*AFK = ‘Away From Keyboard’

I used AIM and MSN Messenger as a teenager, from around 1996 to about 2001. It was great, and I remember messaging with friends and the woman who is now my wife using it.

Part of the whole experience of it was that you were using the service on a shared device, a computer that the rest of the family would use. In that sense, it was more like a text-based landline phone. It wasn’t personal like the smart devices that live in our pockets these days.

There a lot of nostalgia about how things used to be, and we’re certainly not going back to shared devices as a primary means of getting online anytime soon. So that means that we need other ways of respecting one another’s boundaries. This is something we can actually reclaim ourselves by responding to messages on our own terms.

Sometimes you had to step away. So you threw up an Away Message: I’m not here. I’m in class/at the game/my dad needs to use the comp. I’ve left you with an emo quote that demonstrates how deep I am. Or, here’s a song lyric that signals I am so over you. Never mind that my Away Message is aimed at you.

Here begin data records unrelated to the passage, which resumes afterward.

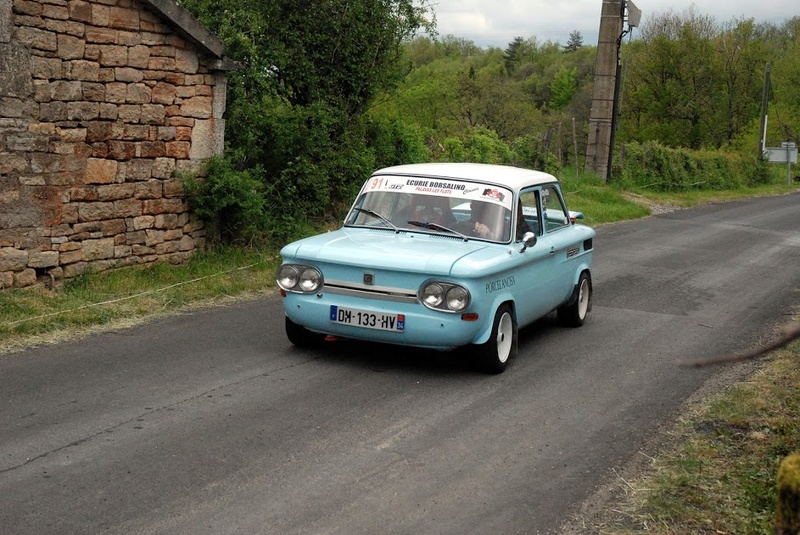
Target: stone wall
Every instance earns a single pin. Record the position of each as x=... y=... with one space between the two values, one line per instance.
x=101 y=101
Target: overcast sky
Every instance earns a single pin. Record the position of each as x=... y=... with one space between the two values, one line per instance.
x=498 y=22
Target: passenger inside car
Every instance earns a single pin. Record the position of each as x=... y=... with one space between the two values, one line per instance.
x=489 y=220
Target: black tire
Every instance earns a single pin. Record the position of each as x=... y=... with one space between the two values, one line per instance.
x=300 y=336
x=574 y=313
x=494 y=354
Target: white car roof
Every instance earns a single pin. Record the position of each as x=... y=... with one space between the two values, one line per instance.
x=511 y=177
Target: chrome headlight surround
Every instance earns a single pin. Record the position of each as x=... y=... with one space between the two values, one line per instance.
x=444 y=296
x=299 y=278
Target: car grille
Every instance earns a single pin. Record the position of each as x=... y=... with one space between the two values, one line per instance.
x=369 y=291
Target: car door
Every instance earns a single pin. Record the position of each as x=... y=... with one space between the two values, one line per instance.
x=561 y=241
x=536 y=271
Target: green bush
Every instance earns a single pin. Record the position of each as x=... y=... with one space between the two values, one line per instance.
x=654 y=166
x=229 y=201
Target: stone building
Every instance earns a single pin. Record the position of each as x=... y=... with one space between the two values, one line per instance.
x=101 y=101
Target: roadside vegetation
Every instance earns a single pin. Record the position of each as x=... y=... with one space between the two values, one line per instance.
x=717 y=474
x=331 y=90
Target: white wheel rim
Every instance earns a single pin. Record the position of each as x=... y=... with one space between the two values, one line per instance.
x=583 y=298
x=505 y=337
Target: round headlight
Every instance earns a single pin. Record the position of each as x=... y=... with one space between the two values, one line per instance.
x=433 y=295
x=287 y=277
x=310 y=280
x=457 y=298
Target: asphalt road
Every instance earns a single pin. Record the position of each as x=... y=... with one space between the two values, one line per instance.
x=211 y=422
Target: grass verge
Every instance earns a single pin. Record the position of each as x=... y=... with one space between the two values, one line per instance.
x=114 y=299
x=718 y=474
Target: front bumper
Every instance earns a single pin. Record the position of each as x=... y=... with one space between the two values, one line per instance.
x=424 y=327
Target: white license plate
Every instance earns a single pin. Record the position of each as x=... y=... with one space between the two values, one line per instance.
x=368 y=320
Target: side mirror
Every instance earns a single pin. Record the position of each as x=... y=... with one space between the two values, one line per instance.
x=528 y=240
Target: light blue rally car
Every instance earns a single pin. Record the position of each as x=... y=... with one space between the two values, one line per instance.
x=442 y=255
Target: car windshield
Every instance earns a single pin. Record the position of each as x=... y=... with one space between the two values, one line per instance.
x=461 y=208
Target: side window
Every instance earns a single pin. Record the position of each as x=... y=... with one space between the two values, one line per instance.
x=528 y=219
x=556 y=215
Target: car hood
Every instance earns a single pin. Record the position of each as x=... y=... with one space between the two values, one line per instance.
x=404 y=251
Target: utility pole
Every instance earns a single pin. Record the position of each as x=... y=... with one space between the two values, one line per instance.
x=605 y=99
x=762 y=138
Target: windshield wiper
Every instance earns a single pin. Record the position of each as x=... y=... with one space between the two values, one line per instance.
x=435 y=226
x=375 y=214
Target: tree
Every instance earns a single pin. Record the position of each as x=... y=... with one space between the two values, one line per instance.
x=575 y=41
x=310 y=72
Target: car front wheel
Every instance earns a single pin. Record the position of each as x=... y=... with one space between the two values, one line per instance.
x=494 y=354
x=574 y=313
x=300 y=336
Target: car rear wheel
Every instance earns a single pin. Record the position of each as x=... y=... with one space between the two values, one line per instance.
x=574 y=313
x=494 y=354
x=300 y=336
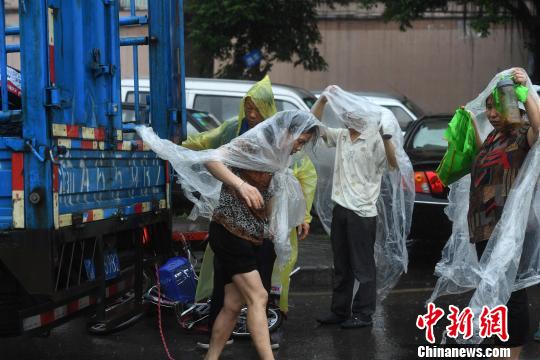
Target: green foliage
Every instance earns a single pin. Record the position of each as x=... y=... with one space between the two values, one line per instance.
x=284 y=30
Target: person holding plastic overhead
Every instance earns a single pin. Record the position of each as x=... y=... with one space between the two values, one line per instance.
x=256 y=106
x=250 y=195
x=494 y=247
x=364 y=151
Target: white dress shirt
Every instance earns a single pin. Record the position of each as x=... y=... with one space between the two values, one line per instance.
x=359 y=166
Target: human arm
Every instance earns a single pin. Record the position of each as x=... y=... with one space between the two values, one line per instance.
x=476 y=132
x=305 y=172
x=389 y=149
x=248 y=193
x=531 y=106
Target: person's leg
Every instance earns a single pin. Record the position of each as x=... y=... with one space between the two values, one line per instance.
x=251 y=287
x=266 y=256
x=362 y=232
x=218 y=293
x=225 y=321
x=343 y=280
x=518 y=316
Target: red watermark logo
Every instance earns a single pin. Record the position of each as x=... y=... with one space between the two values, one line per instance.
x=491 y=322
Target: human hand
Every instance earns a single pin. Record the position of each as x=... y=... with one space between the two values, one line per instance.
x=303 y=230
x=384 y=132
x=250 y=195
x=520 y=76
x=332 y=89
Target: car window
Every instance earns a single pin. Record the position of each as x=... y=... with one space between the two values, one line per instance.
x=223 y=107
x=430 y=136
x=401 y=115
x=415 y=109
x=283 y=105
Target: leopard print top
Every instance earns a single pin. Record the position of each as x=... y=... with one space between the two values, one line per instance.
x=235 y=216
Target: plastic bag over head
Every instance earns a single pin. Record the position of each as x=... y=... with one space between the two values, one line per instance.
x=511 y=260
x=396 y=199
x=266 y=147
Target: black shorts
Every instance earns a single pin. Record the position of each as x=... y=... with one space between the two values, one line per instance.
x=236 y=255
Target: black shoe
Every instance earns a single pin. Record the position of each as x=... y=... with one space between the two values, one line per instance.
x=331 y=319
x=355 y=323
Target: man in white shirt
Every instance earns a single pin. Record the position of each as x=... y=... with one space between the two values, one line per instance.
x=361 y=159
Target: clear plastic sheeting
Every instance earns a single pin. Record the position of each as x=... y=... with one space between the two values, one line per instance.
x=266 y=147
x=396 y=199
x=511 y=260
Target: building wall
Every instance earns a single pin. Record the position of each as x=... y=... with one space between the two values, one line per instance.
x=439 y=64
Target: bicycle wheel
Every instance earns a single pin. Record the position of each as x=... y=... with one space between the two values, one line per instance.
x=273 y=314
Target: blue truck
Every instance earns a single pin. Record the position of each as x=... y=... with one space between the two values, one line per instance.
x=84 y=205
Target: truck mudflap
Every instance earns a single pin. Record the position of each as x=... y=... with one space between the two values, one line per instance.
x=49 y=315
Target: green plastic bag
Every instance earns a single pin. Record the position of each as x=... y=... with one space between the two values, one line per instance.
x=462 y=149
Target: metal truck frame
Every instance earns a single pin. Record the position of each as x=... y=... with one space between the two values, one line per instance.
x=79 y=192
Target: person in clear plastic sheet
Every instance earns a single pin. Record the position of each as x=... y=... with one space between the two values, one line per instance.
x=363 y=153
x=494 y=247
x=493 y=173
x=250 y=195
x=256 y=106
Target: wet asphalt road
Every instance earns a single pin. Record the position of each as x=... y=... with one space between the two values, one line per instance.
x=393 y=335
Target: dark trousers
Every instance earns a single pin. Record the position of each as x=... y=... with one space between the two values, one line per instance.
x=353 y=241
x=518 y=312
x=265 y=263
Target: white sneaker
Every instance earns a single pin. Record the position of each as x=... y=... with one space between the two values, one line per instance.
x=205 y=345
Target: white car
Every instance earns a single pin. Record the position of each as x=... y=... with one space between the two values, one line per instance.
x=222 y=97
x=404 y=110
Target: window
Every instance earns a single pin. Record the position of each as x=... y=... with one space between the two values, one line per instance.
x=401 y=115
x=430 y=136
x=223 y=107
x=310 y=101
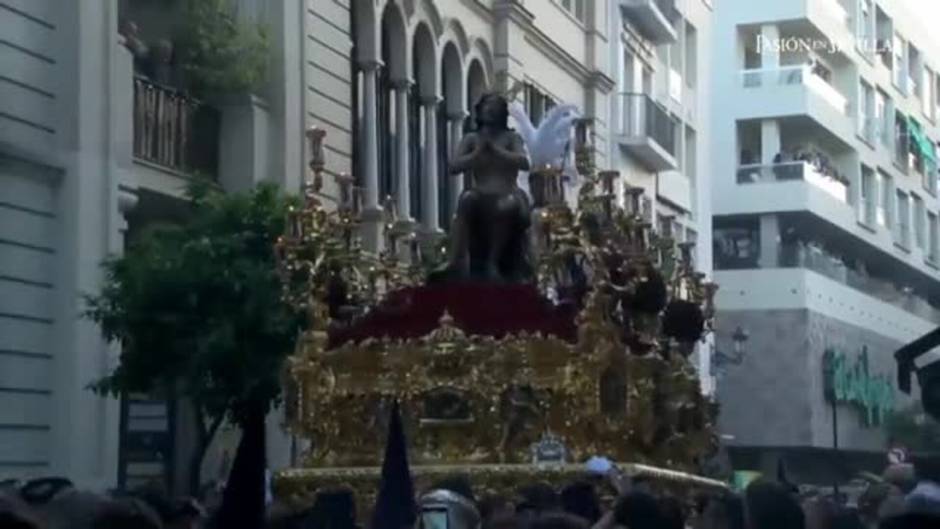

I miss Away Messages. This nostalgia is layered in abstraction; I probably miss the newness of the internet of the 1990s, and I also miss just being … away. But this is about Away Messages themselves—the bits of code that constructed Maginot Lines around our availability. An Away Message was a text box full of possibilities, a mini-MySpace profile or a Facebook status update years before either existed. It was also a boundary: An Away Message not only popped up as a response after someone IM’d you, it was wholly visible to that person b they IM’d you.

Nothing like this exists in our modern messaging apps.

[…]

People send too many messages. I send too many messages. The first step in making messaging amends is to admit that you, too, are an inconsiderate messaging maniac.

But I’ll never stop, and neither will you. Quick messaging is a utility. It is, in many cases, the most efficient and meaningful form of communication we have. It’s crucial for relationship building, for organizing, for supporting others through hard times. It can be joyful.

[…]

Would something like the Away Message, a relic from an era when we just didn’t message so darn much, actually put up the guardrails we need? Maybe not. But I’m willing to try anything at this point. If we can’t ever get away from messages, at the very least we can create a digital simulacrum of ourselves that appears to be away. What else is the internet for?